A limitation of this study is that only patients who were referred to the Allergy Center and gave consent to participate in the study were included. Therefore, our estimates are minimum figures as we cannot rule out that some of the patients who declined participation, or were excluded, could have had anaphylaxis. Furthermore, some contacts may have been missed since some patients living in OUH’s catchments area may have attended other hospitals during the study period for anaphylaxis. Also, a potential source of error is the possibility of cases of fatal anaphylaxis at pre-hospital level not being registered in the MECU or ED. Finally, the elicitor profile is based on the patient history rather than on diagnostic work-up.

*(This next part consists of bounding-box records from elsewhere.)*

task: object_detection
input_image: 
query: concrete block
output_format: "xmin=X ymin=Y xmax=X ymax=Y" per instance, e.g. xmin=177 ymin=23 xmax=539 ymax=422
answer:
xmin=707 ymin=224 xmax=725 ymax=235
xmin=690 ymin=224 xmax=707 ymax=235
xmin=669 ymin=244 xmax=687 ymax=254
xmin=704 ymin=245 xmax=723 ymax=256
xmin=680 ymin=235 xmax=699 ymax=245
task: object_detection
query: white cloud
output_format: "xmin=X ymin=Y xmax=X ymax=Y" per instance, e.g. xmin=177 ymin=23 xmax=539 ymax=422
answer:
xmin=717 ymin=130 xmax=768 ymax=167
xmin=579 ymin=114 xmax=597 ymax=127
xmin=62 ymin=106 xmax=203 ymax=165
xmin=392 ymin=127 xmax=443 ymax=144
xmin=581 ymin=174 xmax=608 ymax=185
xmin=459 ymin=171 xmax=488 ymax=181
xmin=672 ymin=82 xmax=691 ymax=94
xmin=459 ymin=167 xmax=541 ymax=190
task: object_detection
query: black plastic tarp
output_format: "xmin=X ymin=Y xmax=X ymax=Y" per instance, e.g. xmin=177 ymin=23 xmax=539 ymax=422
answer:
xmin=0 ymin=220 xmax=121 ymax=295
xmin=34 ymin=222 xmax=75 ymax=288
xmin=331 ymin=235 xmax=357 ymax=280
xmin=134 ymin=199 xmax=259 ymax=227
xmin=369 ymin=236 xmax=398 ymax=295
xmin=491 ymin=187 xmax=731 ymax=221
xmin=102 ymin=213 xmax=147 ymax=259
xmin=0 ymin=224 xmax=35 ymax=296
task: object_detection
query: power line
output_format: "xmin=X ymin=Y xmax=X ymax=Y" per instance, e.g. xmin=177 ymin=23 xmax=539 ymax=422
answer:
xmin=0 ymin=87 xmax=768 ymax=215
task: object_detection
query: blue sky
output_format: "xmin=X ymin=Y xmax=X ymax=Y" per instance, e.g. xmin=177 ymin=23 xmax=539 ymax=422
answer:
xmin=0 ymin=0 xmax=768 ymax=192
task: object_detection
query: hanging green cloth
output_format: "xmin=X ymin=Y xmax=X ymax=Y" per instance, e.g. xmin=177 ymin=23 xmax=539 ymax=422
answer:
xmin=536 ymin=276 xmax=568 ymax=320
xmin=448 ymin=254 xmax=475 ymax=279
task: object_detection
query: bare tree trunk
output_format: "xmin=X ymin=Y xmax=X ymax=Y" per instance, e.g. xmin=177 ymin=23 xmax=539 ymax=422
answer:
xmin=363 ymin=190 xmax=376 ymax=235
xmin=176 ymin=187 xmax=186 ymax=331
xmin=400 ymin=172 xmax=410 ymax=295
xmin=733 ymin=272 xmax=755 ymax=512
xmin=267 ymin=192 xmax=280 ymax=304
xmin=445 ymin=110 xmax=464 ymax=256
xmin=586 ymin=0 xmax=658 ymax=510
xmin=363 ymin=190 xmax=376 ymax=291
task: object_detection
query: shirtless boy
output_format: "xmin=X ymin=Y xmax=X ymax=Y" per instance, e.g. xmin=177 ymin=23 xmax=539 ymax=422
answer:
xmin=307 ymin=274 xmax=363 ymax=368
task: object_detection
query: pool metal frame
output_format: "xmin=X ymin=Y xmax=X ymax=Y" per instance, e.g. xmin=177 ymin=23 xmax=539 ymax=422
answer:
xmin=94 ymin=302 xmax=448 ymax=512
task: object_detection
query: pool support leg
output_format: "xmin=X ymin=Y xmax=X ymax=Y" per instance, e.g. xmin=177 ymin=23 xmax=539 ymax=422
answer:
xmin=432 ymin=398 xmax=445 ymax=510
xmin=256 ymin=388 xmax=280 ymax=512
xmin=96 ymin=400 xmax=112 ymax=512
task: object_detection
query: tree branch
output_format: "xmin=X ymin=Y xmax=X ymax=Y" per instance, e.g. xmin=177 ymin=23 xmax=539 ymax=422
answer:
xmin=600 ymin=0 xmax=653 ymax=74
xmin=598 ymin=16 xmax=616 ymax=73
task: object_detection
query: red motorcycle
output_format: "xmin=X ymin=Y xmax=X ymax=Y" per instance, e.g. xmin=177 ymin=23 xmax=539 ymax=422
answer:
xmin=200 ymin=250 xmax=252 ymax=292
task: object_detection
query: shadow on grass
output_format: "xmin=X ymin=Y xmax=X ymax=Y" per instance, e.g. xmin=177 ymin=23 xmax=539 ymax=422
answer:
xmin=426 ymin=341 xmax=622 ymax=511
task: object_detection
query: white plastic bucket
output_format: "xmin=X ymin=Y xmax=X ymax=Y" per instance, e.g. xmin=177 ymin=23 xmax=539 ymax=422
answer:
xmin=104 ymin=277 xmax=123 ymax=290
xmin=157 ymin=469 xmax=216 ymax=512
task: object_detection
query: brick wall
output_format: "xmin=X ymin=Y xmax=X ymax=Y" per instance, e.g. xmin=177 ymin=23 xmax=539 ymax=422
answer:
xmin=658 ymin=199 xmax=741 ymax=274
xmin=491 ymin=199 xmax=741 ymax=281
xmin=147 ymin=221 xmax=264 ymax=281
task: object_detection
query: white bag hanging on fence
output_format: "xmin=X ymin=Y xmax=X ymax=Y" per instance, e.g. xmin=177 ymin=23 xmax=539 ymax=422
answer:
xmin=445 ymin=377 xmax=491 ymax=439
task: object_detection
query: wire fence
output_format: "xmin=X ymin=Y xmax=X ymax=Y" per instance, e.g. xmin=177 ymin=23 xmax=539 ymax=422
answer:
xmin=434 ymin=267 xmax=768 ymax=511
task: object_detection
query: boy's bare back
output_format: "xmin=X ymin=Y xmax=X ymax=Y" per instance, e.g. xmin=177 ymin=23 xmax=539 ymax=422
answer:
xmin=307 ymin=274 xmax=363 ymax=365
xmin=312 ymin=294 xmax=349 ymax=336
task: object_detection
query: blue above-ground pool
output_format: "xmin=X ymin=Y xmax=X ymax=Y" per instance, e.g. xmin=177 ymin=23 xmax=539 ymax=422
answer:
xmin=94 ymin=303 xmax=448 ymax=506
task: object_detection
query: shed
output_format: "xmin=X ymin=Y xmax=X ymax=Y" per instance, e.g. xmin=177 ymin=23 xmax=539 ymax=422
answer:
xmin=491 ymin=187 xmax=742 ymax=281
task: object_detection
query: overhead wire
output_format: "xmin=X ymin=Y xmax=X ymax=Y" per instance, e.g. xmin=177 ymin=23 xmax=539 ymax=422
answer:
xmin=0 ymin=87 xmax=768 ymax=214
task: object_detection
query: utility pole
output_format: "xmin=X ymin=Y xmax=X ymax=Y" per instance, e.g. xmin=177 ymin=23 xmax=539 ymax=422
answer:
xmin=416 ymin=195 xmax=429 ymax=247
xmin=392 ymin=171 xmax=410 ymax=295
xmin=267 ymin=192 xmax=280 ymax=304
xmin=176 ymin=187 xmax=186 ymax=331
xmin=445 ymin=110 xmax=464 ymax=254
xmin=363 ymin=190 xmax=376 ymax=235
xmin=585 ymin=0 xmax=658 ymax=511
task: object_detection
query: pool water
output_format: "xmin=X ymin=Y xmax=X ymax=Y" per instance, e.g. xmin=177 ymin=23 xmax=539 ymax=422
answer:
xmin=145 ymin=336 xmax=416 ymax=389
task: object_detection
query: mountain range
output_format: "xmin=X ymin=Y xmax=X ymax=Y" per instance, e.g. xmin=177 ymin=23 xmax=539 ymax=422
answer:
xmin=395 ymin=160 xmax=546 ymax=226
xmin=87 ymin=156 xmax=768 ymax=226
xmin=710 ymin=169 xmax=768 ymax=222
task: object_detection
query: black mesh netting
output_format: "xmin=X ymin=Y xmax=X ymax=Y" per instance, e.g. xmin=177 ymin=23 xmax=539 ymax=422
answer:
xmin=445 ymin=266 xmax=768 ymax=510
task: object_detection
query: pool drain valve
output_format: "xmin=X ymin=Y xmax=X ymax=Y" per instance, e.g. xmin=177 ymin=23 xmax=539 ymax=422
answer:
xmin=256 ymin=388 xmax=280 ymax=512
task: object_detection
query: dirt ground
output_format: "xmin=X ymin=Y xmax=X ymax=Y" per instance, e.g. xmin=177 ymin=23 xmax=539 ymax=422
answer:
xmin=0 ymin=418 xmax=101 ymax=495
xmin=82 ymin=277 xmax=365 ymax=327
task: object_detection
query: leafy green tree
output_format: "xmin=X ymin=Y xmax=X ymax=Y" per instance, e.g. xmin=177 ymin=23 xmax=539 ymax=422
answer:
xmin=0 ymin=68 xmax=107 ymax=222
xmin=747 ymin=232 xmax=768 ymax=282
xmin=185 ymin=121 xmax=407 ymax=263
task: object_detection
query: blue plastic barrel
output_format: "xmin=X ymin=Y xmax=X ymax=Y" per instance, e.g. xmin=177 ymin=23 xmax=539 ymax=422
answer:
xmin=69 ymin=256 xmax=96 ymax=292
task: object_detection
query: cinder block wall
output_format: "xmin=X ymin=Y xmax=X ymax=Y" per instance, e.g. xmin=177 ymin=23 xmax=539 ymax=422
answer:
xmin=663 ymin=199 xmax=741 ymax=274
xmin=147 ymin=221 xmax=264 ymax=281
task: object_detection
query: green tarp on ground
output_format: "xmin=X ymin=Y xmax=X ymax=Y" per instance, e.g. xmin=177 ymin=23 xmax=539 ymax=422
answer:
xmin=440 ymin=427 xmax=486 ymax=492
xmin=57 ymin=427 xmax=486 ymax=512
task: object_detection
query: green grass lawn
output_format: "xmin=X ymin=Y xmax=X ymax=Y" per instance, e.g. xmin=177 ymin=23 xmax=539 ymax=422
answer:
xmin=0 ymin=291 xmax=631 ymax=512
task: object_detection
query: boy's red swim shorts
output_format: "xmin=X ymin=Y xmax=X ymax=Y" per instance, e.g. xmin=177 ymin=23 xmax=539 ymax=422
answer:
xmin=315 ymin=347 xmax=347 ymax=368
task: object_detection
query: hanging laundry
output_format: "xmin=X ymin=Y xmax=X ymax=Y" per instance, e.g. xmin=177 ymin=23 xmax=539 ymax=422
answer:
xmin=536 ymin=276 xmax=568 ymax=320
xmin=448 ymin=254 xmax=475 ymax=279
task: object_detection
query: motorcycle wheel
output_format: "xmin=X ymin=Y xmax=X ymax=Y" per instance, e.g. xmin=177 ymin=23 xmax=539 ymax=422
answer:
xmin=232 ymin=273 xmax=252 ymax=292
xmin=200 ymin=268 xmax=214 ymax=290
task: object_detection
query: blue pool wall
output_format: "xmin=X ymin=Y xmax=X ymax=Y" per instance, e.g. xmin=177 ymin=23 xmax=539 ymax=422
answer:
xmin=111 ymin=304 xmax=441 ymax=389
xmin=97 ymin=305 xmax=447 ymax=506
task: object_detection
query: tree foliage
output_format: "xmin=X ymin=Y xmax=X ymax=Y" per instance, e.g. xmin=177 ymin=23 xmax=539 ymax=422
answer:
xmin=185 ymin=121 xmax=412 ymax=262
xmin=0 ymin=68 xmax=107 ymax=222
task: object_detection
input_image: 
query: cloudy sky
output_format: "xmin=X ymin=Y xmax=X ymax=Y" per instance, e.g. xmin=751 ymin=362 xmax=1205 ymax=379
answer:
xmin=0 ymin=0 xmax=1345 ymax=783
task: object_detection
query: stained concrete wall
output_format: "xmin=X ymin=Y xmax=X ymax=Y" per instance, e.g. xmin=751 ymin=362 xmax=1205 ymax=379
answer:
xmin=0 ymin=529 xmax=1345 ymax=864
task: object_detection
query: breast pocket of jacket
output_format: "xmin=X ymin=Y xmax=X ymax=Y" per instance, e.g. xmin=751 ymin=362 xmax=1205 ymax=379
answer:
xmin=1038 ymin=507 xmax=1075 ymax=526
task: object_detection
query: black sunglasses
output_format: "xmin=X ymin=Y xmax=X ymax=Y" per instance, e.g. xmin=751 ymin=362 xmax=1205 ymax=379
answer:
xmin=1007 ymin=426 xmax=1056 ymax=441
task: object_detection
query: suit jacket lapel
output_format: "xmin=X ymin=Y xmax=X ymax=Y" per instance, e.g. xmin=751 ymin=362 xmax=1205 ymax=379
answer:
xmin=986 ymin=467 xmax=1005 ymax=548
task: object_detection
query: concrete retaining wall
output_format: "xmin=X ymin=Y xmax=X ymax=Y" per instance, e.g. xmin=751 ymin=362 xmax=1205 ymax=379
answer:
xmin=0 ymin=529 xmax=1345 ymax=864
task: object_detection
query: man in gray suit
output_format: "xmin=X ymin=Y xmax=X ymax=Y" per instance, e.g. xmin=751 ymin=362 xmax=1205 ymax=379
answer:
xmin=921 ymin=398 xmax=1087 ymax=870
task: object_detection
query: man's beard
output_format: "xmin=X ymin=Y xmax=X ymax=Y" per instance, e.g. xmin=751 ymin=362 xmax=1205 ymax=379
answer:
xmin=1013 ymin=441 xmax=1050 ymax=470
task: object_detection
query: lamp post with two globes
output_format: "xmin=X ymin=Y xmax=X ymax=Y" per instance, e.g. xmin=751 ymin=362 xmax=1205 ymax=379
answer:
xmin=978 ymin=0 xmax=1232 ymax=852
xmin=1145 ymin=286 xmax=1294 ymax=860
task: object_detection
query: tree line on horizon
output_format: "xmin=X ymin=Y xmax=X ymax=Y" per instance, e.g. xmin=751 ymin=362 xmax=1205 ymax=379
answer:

The strengths of our study are the prospective inclusion of the patients with a broad search on possible anaphylaxis cases comprising the patient history, the administered treatment and a wide list of possible IDC-10 diagnoses related to allergy and anaphylaxis. Besides this, our study is based in a population that is representative for the Danish general population. Furthermore, due to a carefully interview at the Allergy Center and use of patients files from the ED and APW, it was possible to classify all patients according to established diagnostic criteria of anaphylaxis and a severity score.

In this study focus was on the assessment and management of anaphylaxis at the admission to the emergency care setting. In the future, this patient cohort will be followed up after allergological diagnostic work-up to verify the elicitors along with evaluation of co-morbidity and co-factors in anaphylaxis.

Anaphylaxis occurred with a higher incidence compared to previous studies but with the same elicitor profile. Skin and respiratory symptoms were the most frequently observed, but up to 7% of cases in adults occurred without skin manifestations. The main elicitor of anaphylaxis in children was food, while in adults drugs and venom were the main elicitors. Adrenaline was administered significant less than glucocorticoids and antihistamines. Our findings reflect the need for standardized anaphylaxis criteria among physicians treating anaphylaxis as well as the implementation of anaphylaxis guidelines regarding diagnosis and treatment.